Within Europe, 31% of respondents now see the UK as the most attractive European market for investment, up sharply from the 16% recorded in 2011. Germany is now ranked second at 27% compared with 32% and the attractiveness of CEE markets (19%) has also declined. CBRE feels the increased attractiveness of the UK may be a reaction to the ongoing problems and heightened uncertainty in the eurozone.

At city level, London was named as the most attractive centre for investment by 37% of investors, far ahead of all other cities in the survey. “This is in line with the UK’s position as the most attractive country for investment in 2012 and with London’s specific attractions as a global financial centre and the most active property investment market in Europe,” CBRE says.

By sector, there have been several strong changes in sentiment from last year, with the relative popularity of the markets for retail premises and office space now much lower than it was in 2011. The proportion of respondents naming offices as the most attractive sector fell to 27% from 35% while the figure for retail property fell to 35% from 43%. Within retail, shopping centres are favoured by 19% of investors compared with 23% in 2011, while the proportion that sees high-street retail property as the most attractive has fallen to 7% from 11%. The market for industrial units and logistics property has grown strongly in popularity, now cited by 20% of investors as the most attractive.
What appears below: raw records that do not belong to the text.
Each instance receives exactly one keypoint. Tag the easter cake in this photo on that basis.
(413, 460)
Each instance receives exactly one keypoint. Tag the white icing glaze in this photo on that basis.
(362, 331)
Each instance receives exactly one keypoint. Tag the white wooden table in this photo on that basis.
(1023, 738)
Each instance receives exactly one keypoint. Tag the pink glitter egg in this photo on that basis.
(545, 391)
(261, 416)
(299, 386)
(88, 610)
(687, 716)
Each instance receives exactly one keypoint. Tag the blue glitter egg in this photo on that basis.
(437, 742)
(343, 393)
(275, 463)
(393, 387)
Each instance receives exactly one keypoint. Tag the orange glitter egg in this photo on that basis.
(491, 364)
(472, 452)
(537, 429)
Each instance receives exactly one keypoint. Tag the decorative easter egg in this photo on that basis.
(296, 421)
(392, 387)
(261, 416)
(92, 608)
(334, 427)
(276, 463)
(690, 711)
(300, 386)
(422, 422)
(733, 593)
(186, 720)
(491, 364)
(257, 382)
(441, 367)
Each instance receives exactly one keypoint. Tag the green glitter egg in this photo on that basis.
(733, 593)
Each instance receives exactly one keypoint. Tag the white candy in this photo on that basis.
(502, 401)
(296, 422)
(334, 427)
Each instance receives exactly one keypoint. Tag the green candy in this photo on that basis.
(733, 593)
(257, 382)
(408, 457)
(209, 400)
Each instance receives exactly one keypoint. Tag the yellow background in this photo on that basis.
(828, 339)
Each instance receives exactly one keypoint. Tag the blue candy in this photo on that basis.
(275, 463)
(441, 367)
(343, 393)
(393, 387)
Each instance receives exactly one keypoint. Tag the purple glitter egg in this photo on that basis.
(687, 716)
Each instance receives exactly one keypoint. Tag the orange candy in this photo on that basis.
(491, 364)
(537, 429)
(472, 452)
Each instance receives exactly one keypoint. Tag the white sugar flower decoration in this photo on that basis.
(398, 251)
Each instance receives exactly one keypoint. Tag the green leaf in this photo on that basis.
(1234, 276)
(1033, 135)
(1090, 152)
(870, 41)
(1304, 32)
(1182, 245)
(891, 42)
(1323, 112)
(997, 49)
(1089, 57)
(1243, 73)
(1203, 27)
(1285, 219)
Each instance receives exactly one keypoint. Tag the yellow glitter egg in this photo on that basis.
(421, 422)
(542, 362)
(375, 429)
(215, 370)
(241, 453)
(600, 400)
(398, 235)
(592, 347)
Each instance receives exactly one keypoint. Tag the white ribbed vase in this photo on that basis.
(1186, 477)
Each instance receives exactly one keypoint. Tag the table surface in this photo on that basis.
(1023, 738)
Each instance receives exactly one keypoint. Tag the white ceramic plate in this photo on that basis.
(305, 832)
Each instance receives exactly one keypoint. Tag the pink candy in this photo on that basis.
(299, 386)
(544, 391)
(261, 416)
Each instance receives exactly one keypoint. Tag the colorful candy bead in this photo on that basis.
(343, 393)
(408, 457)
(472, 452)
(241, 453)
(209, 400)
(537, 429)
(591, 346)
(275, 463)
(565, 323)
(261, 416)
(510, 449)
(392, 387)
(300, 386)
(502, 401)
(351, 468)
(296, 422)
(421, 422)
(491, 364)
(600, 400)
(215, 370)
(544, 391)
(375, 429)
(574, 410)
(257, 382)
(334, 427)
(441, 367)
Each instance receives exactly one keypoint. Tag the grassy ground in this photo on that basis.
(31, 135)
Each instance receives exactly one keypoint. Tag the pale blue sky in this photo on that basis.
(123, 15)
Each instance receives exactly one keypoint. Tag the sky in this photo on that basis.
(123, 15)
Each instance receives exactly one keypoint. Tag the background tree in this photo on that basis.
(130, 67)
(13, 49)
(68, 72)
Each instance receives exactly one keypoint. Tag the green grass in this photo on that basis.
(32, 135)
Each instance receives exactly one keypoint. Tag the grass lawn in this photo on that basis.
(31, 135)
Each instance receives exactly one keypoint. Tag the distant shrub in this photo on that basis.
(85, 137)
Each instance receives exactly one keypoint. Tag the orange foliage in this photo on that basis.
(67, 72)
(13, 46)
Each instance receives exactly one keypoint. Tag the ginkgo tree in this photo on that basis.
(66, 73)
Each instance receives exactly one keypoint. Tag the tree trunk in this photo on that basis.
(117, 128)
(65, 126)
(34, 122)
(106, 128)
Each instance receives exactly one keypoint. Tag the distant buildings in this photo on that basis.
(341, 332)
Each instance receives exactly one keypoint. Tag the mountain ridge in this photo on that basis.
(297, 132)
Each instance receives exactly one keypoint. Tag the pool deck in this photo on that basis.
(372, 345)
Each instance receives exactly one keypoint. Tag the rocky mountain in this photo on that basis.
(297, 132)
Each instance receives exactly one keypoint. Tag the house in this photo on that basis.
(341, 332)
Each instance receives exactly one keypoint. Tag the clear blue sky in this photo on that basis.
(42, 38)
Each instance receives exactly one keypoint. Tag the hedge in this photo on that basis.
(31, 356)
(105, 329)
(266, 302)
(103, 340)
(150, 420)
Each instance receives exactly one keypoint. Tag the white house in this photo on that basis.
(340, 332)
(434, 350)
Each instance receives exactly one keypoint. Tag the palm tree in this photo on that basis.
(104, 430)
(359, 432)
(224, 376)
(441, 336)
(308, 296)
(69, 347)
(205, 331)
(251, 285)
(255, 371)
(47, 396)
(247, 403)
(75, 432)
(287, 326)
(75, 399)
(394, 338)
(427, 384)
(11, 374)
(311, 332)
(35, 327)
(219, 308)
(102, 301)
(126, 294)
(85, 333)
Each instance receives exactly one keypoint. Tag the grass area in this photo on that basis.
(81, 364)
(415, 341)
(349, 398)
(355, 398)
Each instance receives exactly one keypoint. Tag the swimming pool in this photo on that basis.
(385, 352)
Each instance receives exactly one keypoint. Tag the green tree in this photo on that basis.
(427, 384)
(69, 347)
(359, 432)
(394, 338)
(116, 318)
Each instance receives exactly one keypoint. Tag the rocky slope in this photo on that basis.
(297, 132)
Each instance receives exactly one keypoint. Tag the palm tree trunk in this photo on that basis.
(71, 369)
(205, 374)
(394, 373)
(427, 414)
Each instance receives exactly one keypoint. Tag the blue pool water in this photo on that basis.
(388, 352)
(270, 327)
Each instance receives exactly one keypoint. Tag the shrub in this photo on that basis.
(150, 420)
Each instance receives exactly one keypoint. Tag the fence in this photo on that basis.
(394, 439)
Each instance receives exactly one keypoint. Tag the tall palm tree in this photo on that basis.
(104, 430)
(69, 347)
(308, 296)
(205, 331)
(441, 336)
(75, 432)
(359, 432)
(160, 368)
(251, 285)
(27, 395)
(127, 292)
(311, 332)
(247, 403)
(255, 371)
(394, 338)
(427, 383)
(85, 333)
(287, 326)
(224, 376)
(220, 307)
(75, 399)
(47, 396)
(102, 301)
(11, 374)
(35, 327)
“The shift in investor sentiment away from offices and retail in 2012 may reflect perceptions that these sectors are the most exposed to weaker economic prospects and risks of recession now evident in a range of European markets. The cooling of interest in High Street retail and shopping centres in particular can be related to the widespread pressure on consumer spending across economies facing austerity programmes,” CBRE notes, adding: “With prospects for rental growth looking extremely subdued in many markets, the relative attraction of higher income yields on industrial and logistics property is increased.”